Computational resolution of inter-experimental differences in observed membrane association kinetics (τ_on) BcLOV4 refers to BcLOV4-mCherry. Kinetics measured in one experiment can be reasonably extrapolated to data generated in another (e.g., different cell or experimental condition). (A) τ_on varies across a physiological range of cell surface area-to-volume ratios (SA/V) that determine membrane binding site availability relative to total intracellular BcLOV4 (0.1 s pulse, λ = 405 nm, duty cycle φ = 10%, 12.24 W/cm²). SA/V range of ∼0.15–1.2 mm⁻¹ spans geometries from a large 20-μm-radius cell with negligible nuclear fractional volume to a small 5-μm-radius cell with sizable 4-μm-radius nucleus. (B) Log-order acceleration of τ_on with increasing SA/V as the main contributor to intercellular differences in recruitment kinetics.

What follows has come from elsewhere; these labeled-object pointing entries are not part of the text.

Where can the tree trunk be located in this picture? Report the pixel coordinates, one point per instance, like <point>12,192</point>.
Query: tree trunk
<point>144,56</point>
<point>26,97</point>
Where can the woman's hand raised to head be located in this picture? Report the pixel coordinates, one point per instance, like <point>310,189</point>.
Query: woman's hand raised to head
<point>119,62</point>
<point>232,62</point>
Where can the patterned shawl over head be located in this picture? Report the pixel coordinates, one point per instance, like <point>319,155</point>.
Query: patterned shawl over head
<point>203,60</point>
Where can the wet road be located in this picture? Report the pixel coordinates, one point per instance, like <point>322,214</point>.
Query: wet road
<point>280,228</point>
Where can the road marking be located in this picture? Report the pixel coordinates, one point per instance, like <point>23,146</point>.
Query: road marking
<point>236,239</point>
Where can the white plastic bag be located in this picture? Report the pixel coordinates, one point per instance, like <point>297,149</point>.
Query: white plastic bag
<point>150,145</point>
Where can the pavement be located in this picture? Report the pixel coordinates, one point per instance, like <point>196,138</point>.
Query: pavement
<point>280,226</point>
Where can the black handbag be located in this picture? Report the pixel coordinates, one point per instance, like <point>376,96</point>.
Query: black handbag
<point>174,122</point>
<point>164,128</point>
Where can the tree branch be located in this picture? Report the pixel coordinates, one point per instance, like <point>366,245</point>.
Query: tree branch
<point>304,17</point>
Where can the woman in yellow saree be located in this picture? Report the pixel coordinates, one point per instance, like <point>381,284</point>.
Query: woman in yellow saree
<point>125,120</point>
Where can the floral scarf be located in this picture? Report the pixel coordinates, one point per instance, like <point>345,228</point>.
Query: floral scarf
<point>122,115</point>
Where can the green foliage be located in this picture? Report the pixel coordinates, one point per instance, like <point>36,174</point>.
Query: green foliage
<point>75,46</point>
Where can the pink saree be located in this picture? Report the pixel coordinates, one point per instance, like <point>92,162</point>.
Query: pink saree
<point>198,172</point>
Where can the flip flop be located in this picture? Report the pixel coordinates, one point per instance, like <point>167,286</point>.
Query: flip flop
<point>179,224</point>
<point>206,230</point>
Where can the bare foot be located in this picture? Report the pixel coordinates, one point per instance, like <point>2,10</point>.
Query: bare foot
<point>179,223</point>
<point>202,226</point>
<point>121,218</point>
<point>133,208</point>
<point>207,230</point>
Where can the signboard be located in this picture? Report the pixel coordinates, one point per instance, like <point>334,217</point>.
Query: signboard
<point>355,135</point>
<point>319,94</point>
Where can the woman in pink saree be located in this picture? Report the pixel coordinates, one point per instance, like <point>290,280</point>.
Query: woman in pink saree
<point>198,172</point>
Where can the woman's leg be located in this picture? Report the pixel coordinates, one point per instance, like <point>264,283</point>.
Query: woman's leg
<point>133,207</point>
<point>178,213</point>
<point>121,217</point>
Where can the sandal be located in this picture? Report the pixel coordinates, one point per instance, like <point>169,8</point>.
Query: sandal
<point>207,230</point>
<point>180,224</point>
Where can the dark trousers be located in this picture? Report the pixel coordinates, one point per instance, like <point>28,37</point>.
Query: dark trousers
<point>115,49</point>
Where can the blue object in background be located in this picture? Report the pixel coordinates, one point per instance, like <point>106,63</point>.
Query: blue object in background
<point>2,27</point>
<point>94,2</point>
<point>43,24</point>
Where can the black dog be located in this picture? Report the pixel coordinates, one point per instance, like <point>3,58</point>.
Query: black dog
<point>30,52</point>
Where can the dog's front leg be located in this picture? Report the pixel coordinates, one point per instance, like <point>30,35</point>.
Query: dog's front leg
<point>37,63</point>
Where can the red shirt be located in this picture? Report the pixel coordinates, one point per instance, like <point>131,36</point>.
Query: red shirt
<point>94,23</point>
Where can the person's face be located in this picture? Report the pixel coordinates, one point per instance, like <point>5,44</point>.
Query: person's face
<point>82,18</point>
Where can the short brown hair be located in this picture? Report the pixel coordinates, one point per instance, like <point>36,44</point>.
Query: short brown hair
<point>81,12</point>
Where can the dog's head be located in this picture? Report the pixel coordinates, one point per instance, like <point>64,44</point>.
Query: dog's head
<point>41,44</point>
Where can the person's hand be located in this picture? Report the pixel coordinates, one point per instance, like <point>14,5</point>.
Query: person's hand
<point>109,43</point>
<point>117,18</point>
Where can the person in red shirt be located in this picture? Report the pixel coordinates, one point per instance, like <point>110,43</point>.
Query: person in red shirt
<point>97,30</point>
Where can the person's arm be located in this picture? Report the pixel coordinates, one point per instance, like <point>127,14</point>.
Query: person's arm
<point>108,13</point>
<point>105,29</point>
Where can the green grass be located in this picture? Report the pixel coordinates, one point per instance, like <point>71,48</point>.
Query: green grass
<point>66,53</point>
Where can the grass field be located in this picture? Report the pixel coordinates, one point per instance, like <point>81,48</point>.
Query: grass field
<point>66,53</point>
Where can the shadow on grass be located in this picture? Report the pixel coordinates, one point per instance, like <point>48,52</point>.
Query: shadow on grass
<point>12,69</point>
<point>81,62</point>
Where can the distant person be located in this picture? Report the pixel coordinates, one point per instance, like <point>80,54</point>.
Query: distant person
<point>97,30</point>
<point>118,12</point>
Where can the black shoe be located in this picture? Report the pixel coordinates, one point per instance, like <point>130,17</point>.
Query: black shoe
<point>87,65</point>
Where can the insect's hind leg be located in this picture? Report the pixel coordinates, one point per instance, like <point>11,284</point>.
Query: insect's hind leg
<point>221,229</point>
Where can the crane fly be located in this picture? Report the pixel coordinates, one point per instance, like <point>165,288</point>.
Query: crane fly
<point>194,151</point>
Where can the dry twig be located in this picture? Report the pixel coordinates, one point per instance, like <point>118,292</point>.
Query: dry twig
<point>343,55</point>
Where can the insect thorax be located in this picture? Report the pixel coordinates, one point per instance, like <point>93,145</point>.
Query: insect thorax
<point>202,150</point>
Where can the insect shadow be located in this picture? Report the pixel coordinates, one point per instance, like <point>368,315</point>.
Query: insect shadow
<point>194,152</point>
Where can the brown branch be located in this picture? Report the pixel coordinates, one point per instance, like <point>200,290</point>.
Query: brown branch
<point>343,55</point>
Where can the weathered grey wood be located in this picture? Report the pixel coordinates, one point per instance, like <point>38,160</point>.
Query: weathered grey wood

Experimental cells and corresponding FEM (experiment: black, 95% CI; simulation: red) and calculated τ_on (blue band, in idealized spherical cells) across SA/V and stimulation duty ratios (as in A, φ = 0.67%–10%). (C) In silico “transposition” of a cell between experiments. (i) Validated cell-unique FEM from a pulsatile stimulation experiment with τ_on quantified by cytosolic depletion is simulated as if it was in a different experiment of continuous stimulation and quantified by colocalization with a virtually introduced membrane marker. (ii) Simulated transposition of one cell with virtual GFP-CAAX (experiment-derived marker background fluorescence of ∼10% relative to its membrane fluorescence; error = 95% CI; ∼0.5 μM protein to match previous work [Glantz et al., 2018]). Colocalization correlation analysis along a line profile transecting the membrane results in faster perceived recruitment dynamics than by cytoplasmic depletion. Predictions on markerless experimental cells using virtual markers here agree with previous work (inset table). (D) Post hoc analysis reconciles data quantified by the two methods. (i) Schematized GFP-CAAX marker with constant membrane/cytosol ratio. (ii) Tool∷marker correlation initially improves in both the membrane and cytosol to synergistically accelerate perceived colocalization increase. The correlation improvement subsequently slows when membrane colocalization increase is counterbalanced by cytosolic colocalization decrease (when cytosolic BcLOV4 depletes beyond the cytosolic marker level).